Мы найдем это в доме бедного капитана, в истории  несчастного Илюши и его любимой собаки, мы найдем это в самой завязке драмы: читатель знает, что Дмитрий Карамазов не виновен в убийстве отца и пострадает напрасно. И вот уже одно появление следователей и первые допросы производят нечто подобное; они дают тотчас действующим лицам случайно обнаружить побуждения высшего нравственного порядка; так, например, лукавая, разгульная и даже нередко жестокая Груша только при допросе в первый раз чувствует, что она этого Дмитрия истинно любит и готова разделить его горе и предстоящие, вероятно, ему карательные невзгоды. Горести, обиды, буря страстей, преступления, ревность, зависть, угнетения, ошибки с одной стороны, а с другой - неожиданные утешения, доброта, прощение, отдых сердца, порывы и подвиги самоотвержения, простота и веселость сердца! Вот жизнь, вот единственно возможная на этой земле и под этим небом гармония. Гармонический закон вознаграждения - и больше ничего. Поэтическое, живое согласование светлых цветов с темными - и больше ничего. В высшей степени цельная полутрагическая, полуясная опера, в которой грозные и печальные звуки чередуются с нежными и трогательными,- и больше ничего!
Мы не знаем, что будет на той новой земле и на том новом небе[22], которые обещаны нам Спасителем и учениками Его, по уничтожении этой земли со всеми человеческими делами ее; но на земле, теперь нам известной, и под небом, теперь нам знакомым, все хорошие наши чувства и поступки: любовь, милосердие, справедливость и т. д.- являются и должны являться всегда лишь тем коррективом жизни, тем паллиативным лечением язв, о которых я упоминал выше.
Теплота необходима для организма, но ни единственным материалом, ни единственной зиждущею силой для организма она быть не может.
Нужны твердые, извне стесненные формы, по которым  эта теплота может разливаться, не видоизменяя их слишком глубоко даже и временно, а только делая эти твердые формы полнее и приятнее.

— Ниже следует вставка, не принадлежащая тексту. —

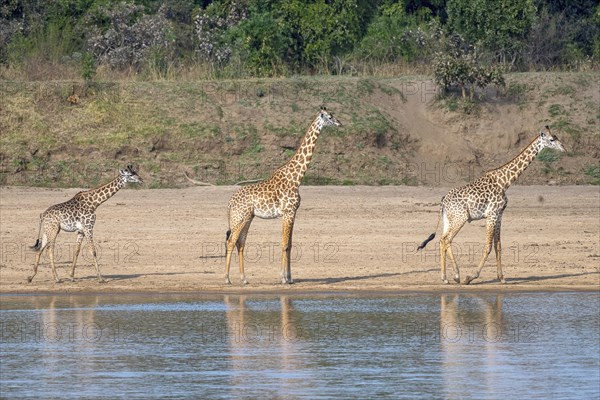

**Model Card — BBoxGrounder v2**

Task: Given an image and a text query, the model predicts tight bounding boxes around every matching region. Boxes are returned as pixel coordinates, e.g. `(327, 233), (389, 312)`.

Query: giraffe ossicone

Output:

Так говорит реальный опыт веков, то есть почти наука, вековой эмпиризм, не нашедший себе еще математически рационального объяснения, но и без него трезвому уму весьма ясный.
Так же точно говорит Церковь, так говорят  апостолы...
Будут лжехристы и антихристы; будут "ругатели,  поступающие по похотям своим", и т. д. (2 поел. Петра, III, 3; 1 поел. Иоанна, II, 18; поел. Иуды, 18, 19).
И под конец не только не настанет всемирного братства, но именно тогда-то оскудеет любовь, когда будет проповедано Евангелие во всех концах земли[23]. 
И когда эта проповедь достигнет, так сказать, до предначертанной ей свыше точки насыщения, когда, при оскудении даже и той любви, неполной, паллиативной (которая здесь возможна и действительна), люди станут верить безумно в "мир и спокойствие",-тогда-то и постигнет их пагуба... "и не избегнут!.."[24]  
А пока?
Пока "блаженны миротворцы", ибо неизбежны распри..}.
"Блаженны алчущие и жаждущие правды"... [25] 
Ибо правды, всеобщей здесь не будет... Иначе зачем же алкать и жаждать? Сытый не алчет. Упоенный не жаждет.
"Блаженны милостивые"[26], ибо всегда будет кого миловать: униженных и оскорбленных кем-нибудь (тоже людьми), богатых или бедных, все равно,- наших собственных оскорбителей, наконец!..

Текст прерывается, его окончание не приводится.